Live tracking · 320 vessels · 277 ports Data refreshed 60d ago

Regulatory · 6 min read

Port state control — the inspection regime that polices global shipping

An overview of the regional port state control agreements (Paris MoU, Tokyo MoU, USCG and others) that inspect foreign vessels visiting their ports.

Port state control (PSC) is the system of inspections that countries perform on foreign-flagged vessels visiting their ports. The premise is that international maritime regulation can only be enforced effectively at the point of arrival, by countries other than the flag state, because flag-state oversight is inconsistent. PSC has been the dominant compliance enforcement mechanism in commercial shipping since the 1980s.

Regional MoUs

PSC is organised through regional Memoranda of Understanding (MoUs). The Paris MoU covers Europe and the North Atlantic; the Tokyo MoU covers the Asia-Pacific; the Viña del Mar Agreement covers Latin America; the Caribbean MoU covers the Caribbean basin; the Mediterranean, Indian Ocean, Black Sea, Riyadh, Abuja and Persian Gulf MoUs cover their respective regions. The United States Coast Guard runs its own PSC programme under domestic law. The MoUs share data and coordinate inspection priorities through a global PSC database.

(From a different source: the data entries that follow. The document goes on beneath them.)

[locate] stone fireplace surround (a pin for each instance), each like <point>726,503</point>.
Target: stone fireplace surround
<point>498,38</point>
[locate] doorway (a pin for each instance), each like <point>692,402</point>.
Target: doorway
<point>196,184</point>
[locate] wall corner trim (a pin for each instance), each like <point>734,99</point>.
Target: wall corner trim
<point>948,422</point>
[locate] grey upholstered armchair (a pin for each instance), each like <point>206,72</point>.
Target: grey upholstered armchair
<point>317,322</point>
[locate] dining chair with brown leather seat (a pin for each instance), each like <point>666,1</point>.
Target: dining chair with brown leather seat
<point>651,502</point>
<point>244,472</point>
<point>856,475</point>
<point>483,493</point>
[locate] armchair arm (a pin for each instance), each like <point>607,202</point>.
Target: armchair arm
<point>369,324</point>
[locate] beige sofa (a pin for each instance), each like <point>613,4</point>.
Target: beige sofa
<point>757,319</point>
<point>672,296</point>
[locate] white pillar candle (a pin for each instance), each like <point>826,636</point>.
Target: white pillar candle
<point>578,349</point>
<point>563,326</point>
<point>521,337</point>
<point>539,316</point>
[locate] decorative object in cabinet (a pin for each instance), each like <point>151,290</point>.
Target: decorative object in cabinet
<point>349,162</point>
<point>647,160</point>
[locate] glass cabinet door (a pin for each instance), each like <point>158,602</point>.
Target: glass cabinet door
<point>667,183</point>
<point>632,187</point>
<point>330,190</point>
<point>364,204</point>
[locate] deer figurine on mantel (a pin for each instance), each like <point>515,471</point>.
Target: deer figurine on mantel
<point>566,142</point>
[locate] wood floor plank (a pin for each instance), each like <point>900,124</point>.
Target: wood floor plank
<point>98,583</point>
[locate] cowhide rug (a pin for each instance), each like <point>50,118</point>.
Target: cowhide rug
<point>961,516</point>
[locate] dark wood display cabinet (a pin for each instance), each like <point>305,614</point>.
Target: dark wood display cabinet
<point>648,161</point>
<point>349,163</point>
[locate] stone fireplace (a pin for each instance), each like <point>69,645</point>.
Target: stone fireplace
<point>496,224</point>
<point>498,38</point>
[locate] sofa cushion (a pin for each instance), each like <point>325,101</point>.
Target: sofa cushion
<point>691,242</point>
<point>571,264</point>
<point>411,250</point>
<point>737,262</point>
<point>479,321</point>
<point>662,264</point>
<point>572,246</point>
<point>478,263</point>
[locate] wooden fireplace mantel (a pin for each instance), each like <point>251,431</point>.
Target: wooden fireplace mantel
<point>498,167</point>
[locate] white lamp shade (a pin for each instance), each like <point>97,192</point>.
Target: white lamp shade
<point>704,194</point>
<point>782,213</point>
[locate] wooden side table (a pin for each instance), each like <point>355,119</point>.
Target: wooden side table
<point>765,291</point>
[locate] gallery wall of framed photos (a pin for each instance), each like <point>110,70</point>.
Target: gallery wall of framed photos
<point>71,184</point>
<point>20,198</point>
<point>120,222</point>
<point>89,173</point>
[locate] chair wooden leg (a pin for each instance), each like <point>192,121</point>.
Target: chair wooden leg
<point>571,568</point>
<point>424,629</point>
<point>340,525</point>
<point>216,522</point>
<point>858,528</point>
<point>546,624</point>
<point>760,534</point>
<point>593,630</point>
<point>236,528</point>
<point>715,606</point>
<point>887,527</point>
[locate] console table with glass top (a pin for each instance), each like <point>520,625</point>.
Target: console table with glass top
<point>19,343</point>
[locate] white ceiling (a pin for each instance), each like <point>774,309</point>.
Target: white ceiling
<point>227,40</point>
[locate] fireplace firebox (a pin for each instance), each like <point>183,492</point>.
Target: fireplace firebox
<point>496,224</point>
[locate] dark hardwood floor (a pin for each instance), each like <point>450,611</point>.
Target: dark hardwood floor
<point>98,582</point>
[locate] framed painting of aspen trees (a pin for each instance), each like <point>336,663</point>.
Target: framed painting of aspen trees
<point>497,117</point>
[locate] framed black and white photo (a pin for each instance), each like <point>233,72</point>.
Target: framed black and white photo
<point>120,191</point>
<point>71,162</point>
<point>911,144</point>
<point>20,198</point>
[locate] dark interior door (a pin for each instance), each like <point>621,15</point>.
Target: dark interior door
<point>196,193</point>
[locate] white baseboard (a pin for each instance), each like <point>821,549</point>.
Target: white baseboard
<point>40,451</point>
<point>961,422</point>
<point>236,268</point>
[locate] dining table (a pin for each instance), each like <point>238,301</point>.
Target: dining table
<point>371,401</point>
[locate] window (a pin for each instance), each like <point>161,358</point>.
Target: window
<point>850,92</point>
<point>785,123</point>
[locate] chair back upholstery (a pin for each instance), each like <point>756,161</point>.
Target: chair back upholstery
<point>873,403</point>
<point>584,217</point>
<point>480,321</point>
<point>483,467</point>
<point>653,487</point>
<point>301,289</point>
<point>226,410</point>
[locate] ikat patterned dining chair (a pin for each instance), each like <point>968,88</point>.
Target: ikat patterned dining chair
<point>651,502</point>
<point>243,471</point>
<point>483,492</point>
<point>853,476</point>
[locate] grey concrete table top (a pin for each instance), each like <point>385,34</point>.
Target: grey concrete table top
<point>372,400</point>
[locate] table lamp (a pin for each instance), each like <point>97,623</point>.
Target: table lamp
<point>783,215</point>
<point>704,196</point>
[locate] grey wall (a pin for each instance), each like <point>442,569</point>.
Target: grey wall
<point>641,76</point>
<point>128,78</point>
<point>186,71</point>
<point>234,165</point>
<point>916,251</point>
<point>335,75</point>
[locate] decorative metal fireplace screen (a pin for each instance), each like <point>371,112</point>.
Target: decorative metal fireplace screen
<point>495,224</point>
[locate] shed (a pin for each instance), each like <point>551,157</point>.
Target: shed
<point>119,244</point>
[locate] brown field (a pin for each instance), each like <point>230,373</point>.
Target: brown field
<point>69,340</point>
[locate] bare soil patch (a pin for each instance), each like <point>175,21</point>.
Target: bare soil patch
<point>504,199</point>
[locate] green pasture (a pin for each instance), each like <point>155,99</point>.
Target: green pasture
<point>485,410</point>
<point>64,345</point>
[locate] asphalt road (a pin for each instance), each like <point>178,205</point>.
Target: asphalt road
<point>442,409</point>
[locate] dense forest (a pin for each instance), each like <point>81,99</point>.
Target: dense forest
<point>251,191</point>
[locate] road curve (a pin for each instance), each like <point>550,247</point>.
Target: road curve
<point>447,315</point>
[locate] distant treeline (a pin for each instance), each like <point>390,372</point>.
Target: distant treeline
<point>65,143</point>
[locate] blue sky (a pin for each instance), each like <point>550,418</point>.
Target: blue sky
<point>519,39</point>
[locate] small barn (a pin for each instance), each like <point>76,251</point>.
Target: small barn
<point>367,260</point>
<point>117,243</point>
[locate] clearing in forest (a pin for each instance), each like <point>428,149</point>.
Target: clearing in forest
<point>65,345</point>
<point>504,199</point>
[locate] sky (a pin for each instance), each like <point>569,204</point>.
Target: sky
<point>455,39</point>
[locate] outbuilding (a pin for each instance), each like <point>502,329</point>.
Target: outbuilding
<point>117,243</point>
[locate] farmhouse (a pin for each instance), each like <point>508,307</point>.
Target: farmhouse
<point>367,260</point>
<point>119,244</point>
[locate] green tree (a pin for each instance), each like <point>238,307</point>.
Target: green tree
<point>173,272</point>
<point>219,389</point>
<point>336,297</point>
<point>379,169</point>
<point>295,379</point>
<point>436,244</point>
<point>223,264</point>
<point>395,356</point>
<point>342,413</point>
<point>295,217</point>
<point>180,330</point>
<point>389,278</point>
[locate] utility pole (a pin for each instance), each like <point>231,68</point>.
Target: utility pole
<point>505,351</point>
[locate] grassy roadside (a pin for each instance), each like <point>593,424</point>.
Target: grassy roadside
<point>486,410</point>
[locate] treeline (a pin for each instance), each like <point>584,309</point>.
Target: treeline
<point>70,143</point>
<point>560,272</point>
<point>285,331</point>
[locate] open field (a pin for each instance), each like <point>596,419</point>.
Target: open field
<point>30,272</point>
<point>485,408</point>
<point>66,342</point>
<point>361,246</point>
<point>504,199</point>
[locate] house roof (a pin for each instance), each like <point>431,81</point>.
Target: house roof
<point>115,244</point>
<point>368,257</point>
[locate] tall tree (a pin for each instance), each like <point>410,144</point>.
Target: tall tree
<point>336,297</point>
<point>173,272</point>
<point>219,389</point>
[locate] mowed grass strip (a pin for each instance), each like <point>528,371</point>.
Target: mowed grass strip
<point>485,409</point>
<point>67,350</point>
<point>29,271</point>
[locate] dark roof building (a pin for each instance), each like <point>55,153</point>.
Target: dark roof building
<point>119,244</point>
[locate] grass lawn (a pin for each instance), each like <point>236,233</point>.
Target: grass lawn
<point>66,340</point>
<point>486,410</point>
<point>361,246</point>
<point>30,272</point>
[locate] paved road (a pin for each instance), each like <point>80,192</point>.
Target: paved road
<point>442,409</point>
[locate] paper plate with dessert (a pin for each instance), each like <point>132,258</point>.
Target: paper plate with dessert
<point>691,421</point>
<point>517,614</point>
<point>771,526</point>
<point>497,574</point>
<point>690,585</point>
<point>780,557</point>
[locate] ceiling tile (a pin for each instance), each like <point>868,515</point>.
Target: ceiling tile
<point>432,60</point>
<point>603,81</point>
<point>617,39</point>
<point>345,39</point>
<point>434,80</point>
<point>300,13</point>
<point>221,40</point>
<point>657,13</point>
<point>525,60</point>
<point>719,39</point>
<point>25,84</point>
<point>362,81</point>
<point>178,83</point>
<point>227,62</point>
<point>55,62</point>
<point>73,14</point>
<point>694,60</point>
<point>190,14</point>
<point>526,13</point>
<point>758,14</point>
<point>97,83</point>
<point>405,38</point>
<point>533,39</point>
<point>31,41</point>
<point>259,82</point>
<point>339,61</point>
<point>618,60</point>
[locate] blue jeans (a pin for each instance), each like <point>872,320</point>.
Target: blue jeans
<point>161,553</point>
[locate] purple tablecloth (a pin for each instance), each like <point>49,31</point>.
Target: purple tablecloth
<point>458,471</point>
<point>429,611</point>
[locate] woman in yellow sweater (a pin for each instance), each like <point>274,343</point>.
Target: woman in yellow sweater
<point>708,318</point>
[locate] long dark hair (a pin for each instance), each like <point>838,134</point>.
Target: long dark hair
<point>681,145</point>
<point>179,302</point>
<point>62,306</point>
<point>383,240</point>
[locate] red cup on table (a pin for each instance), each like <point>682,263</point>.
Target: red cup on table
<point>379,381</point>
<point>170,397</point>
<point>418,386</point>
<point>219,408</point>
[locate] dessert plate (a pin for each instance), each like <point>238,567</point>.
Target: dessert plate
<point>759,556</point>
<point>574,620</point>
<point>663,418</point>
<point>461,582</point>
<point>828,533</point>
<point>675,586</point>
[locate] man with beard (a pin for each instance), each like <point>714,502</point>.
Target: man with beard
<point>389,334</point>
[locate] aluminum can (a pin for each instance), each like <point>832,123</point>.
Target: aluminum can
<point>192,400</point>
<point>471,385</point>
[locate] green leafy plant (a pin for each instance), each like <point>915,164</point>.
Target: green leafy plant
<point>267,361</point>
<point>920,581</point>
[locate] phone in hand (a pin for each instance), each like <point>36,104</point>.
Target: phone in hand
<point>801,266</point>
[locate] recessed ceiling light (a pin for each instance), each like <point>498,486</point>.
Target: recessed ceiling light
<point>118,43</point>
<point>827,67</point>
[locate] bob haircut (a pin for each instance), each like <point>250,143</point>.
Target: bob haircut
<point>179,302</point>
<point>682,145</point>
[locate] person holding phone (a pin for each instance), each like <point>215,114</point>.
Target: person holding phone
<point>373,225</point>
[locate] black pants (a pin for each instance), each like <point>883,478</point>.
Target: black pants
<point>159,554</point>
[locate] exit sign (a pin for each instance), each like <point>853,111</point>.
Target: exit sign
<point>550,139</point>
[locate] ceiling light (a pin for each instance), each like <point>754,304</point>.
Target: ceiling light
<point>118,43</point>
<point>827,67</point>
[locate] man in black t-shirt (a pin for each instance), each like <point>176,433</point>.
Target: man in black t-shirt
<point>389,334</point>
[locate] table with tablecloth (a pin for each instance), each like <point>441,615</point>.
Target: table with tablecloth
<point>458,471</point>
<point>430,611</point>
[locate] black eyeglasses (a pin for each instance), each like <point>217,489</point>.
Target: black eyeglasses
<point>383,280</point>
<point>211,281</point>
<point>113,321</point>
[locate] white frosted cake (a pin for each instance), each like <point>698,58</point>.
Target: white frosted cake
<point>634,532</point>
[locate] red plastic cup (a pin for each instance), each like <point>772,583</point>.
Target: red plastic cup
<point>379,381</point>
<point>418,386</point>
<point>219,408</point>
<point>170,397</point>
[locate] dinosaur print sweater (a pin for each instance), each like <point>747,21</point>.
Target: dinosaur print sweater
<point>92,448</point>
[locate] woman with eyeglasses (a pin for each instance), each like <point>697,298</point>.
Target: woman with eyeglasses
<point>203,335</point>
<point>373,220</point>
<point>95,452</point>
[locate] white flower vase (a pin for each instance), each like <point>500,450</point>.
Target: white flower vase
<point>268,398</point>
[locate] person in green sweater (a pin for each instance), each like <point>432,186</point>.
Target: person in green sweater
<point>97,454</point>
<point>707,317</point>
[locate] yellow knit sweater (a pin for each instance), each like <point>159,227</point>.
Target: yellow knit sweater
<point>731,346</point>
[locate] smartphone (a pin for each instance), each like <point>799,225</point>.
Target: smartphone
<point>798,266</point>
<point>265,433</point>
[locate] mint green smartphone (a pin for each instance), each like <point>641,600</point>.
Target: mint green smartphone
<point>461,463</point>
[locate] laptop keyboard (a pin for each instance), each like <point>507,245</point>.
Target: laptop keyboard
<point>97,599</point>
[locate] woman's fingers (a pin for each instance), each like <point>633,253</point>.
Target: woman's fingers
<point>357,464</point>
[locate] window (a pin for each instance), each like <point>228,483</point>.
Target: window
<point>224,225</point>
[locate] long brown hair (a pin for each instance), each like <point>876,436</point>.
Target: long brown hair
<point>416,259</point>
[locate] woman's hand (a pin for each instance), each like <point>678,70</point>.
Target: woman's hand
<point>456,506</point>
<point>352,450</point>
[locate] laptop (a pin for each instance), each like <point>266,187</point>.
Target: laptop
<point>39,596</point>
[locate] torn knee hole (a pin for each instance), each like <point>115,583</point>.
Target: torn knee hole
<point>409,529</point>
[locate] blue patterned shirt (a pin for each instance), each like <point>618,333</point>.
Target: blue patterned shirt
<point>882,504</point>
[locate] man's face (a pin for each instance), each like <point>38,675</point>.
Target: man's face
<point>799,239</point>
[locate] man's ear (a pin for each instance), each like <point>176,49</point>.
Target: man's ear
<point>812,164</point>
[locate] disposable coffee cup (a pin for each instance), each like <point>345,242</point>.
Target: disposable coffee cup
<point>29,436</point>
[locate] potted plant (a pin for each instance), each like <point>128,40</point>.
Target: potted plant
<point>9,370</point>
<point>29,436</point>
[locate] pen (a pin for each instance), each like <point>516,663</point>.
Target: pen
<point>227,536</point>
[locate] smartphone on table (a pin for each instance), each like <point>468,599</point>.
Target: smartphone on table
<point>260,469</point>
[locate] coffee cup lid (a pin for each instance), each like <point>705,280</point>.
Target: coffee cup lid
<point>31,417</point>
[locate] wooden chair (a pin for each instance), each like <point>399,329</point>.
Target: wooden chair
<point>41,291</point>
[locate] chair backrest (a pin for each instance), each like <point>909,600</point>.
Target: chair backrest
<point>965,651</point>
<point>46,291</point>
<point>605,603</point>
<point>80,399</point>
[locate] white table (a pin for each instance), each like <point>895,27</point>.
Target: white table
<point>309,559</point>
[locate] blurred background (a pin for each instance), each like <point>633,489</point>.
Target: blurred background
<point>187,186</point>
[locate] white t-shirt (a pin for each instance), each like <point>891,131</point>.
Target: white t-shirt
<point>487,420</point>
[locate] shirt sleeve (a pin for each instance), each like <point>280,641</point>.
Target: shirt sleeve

What PSC inspectors look at

PSC inspectors check certificates (SOLAS, MARPOL, MLC, ISM, ISPS), structural condition, lifesaving and firefighting equipment, working and living conditions for the crew, and compliance with the most recent IMO conventions. They have authority to detain vessels with serious deficiencies until the deficiencies are rectified.

Targeting and white/grey/black flags

Each MoU publishes performance-based lists ranking flag states from white (best) through grey to black (worst) based on detention rates. Vessels flagged with black-list states are inspected more frequently than vessels flagged with white-list states. The same logic applies to recognised organisations (classification societies) and to individual ship operators with poor records.

Why this matters for vessel research

Detention records are public. If a vessel has been detained by PSC, the detention notice is published by the relevant MoU and is visible in commercial databases such as Equasis. When researching the operational history of a particular vessel — for due diligence, journalism, or insurance — the PSC detention record is one of the more useful indicators of risk.